Paradox of Communities ...

There is a scenario that is often observed in communities ... Especially communities within the organizational perspective ... This is typically not valid in social networking scenarios on the internet, but within the corporate intranet, this is to be found quite frequently.

Communities that begin with good membership, and with a high level of participation (and I think these are among the parameters that can be applied for determining the level of activity that is happening in the community), over a period of time, tend to wither. Membership may be there ... But the conversation soon dries up. This is to be expected, too.

Lets say you meet a friend after a long time ... If you are as old as I am, it could be a really long time. You have lots to catch up on. What happened to so-and-so, where is such-and-such ... There are years to catch up on. The two of you are talking excitedly ... But there comes a point, when the conversation falls silent. When neither of you have anything to say.
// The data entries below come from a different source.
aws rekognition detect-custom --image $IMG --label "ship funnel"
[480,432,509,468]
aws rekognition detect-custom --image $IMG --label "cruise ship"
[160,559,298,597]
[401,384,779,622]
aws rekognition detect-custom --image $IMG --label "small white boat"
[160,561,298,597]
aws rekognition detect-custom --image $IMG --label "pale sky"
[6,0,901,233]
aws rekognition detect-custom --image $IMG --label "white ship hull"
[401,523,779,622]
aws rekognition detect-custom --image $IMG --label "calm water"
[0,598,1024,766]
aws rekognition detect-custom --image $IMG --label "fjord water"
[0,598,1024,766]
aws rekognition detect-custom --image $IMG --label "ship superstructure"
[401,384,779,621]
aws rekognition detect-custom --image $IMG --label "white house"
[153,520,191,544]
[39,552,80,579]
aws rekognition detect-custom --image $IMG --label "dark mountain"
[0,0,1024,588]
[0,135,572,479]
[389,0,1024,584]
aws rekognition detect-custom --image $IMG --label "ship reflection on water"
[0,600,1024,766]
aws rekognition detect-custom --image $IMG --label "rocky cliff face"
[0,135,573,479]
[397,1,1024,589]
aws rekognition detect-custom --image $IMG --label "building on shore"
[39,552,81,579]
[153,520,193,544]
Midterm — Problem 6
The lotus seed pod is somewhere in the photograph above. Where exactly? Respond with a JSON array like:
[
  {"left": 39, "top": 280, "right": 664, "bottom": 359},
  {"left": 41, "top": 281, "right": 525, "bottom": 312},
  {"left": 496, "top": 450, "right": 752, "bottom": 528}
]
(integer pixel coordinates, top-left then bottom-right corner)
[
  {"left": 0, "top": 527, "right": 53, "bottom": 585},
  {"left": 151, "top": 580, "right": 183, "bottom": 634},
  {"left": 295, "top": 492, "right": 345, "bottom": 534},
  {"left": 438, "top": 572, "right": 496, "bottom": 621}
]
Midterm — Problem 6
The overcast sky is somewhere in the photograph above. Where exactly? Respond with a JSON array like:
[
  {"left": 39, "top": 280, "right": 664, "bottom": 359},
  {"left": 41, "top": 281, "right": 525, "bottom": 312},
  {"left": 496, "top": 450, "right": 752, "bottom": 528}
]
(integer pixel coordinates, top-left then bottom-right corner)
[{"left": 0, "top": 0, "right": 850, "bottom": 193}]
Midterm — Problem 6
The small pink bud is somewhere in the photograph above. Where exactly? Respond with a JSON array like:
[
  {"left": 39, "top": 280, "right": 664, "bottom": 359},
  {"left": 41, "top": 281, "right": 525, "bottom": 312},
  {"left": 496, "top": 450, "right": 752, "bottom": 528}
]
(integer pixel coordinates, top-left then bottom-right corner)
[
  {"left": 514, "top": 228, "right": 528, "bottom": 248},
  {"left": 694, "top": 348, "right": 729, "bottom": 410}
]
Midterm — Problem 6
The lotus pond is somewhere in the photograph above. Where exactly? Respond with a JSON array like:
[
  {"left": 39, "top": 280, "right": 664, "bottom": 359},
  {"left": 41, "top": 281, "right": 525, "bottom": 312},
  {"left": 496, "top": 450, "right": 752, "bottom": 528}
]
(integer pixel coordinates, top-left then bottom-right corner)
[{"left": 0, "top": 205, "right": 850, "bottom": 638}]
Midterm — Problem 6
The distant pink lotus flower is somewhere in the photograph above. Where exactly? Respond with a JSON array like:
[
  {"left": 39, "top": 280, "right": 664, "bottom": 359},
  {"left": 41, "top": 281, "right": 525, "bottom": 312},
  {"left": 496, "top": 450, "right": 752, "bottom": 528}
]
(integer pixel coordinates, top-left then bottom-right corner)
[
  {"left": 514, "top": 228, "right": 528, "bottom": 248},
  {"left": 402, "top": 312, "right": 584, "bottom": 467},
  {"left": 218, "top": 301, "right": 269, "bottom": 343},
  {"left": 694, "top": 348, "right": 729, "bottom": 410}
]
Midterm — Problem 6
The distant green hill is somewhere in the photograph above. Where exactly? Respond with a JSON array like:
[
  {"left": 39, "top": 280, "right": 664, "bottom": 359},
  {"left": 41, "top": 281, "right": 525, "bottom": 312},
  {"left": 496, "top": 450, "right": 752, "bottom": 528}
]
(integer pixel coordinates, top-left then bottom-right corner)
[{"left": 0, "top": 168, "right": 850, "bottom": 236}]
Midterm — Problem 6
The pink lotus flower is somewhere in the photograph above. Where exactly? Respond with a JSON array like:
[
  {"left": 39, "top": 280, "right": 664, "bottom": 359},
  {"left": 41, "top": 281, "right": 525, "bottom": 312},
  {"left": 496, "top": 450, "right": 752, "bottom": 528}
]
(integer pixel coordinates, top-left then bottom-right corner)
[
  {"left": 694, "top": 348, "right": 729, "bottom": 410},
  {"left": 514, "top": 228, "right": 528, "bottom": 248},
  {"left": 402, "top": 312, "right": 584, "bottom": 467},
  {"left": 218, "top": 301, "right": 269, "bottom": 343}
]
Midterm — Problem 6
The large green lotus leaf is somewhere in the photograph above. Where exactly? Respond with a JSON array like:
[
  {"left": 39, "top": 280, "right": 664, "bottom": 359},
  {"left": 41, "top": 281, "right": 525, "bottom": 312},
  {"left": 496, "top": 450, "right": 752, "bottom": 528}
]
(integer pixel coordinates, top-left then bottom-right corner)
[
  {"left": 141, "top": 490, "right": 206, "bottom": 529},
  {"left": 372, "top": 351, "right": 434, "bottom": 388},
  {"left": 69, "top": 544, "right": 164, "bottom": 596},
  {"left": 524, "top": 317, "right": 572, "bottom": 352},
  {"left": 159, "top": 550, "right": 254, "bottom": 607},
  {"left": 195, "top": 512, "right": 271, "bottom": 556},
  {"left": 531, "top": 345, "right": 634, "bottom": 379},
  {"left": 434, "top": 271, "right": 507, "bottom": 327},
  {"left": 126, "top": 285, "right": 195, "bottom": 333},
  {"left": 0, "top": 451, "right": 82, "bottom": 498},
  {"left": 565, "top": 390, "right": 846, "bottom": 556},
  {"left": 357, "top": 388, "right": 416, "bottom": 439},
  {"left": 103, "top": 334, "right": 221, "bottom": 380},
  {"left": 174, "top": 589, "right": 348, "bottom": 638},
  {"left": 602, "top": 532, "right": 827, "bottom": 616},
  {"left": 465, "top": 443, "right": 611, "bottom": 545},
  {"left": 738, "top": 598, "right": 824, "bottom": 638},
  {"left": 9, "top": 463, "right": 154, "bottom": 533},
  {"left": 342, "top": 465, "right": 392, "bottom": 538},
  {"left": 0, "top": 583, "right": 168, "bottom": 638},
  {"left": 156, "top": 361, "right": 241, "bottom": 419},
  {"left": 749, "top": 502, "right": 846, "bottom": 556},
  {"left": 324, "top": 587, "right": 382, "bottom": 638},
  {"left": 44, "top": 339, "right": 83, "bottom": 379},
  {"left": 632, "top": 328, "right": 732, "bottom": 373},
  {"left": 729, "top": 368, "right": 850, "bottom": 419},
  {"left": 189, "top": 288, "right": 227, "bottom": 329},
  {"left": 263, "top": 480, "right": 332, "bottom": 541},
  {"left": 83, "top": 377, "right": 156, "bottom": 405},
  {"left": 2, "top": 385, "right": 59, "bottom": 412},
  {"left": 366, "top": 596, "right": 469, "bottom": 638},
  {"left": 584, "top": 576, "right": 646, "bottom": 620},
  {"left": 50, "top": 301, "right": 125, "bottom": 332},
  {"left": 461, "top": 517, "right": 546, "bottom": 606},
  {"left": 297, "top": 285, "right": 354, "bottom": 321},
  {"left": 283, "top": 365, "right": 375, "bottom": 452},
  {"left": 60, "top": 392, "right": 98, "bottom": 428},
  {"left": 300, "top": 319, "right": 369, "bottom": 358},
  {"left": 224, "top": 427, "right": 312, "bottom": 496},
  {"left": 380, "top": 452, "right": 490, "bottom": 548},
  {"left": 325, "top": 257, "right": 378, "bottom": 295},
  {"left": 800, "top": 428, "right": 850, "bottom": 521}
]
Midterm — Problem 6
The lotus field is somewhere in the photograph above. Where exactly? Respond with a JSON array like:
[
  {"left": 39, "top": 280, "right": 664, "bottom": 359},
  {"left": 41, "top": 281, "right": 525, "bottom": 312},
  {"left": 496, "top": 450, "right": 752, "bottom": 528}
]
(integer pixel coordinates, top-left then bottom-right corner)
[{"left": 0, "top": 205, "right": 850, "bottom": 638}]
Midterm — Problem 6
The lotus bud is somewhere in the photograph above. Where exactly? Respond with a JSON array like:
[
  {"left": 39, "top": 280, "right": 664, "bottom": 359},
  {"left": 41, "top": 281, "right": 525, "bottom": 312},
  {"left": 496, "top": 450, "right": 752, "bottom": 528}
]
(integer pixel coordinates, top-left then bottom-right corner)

The pause may be short, or it may be long. It may even go on ... If this is how we as individuals interact, could we expect communities, which are, after all, made up of individuals, to behave any differently? One could say that at least someone in the community would be saying something ... But, that doesnt usually happen.

And, this is where the paradox of communities is. This is not the first time this is being written about, not the last. But, the fact is, communities, in addition to corporate sponsorship (which is something which a lot of us must have see in our experiences, that communities need some kind of encouragement from the management, and that managers have a key role to play here ... something AndrewMcAfee has written about ... and I wrote about the paper earlier), communities also need some kind of constructive intervention, to move them ... reinvigorate them, or move the conversation forward, so to say ... And, I think stories have a role to play here. A story, well told, could lead the conversation to a different plane, maybe into avenues which werent explored earlier.